- blad nr 3
- 4-2-2006
- auteur G. van der Mee
- Redactioneel
Roc’s wisselen docenten in voor instructeurs
Meer handen voor hetzelfde geld
Ze heten praktijkbegeleider, les- of onderwijsassistent of instructeur en ze worden steeds meer ingezet bij de roc’s. Sinds de invoering van het nieuwe functiewaarderingssysteem, vier jaar geleden, is er sprake van een verschuiving tussen het onderwijzend personeel en het ondersteunend personeel. Hier en daar wil men eigenlijk al af van die strikte scheiding, zoals bij het Deltion College in Zwolle. ”Door de assistenten komen er gewoon meer handjes in de klas,” zegt Nico Uppelschoten, lid van het college van bestuur. Het gaat hem er vooral om dat er nu meer mensen bezig zijn met het primaire proces van lesgeven, alleen de taakverdeling is anders. “Wij stellen mensen uit de praktijk aan als instructeur.

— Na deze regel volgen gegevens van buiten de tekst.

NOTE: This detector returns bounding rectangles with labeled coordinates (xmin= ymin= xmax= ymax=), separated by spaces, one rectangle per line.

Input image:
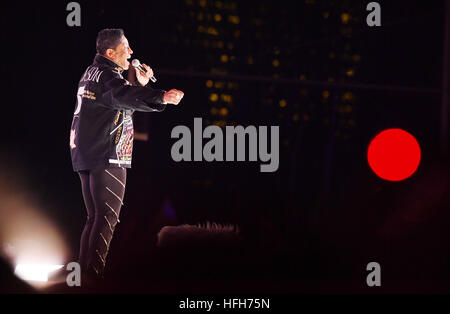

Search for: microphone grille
xmin=131 ymin=59 xmax=141 ymax=67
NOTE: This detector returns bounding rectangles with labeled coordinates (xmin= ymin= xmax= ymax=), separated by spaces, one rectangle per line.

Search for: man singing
xmin=70 ymin=29 xmax=184 ymax=276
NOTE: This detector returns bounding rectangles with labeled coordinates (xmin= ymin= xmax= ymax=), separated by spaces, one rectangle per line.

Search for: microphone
xmin=131 ymin=59 xmax=156 ymax=83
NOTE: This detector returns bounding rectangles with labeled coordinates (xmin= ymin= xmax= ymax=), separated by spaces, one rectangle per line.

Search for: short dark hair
xmin=96 ymin=28 xmax=124 ymax=55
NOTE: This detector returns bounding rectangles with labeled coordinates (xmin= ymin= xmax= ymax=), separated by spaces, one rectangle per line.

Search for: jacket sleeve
xmin=99 ymin=72 xmax=166 ymax=112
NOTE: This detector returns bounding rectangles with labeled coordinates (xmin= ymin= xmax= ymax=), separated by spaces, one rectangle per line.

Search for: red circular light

Zij geven een beperkt deel van het onderwijs, sommigen blijven ook nog in die praktijk werken.” Uppelschoten weet dat dit gevoelig ligt bij sommige docenten, omdat hun taak verandert. ”Zij moeten veel breder worden, lessen ontwikkelen, aan competenties werken van de leerlingen of met bedrijven overleggen over het ondernemen van bepaalde projecten.” Op het Deltion College had twee jaar geleden 36 procent van het personeel ondersteunende taken. In één jaar tijd steeg dat aantal met 3 procent. Toch weet Uppelschoten niet hoe de verhouding in de toekomst is. “Wij werken met kernteams die zelf kunnen aangeven welk soort personeel ze nodig hebben.”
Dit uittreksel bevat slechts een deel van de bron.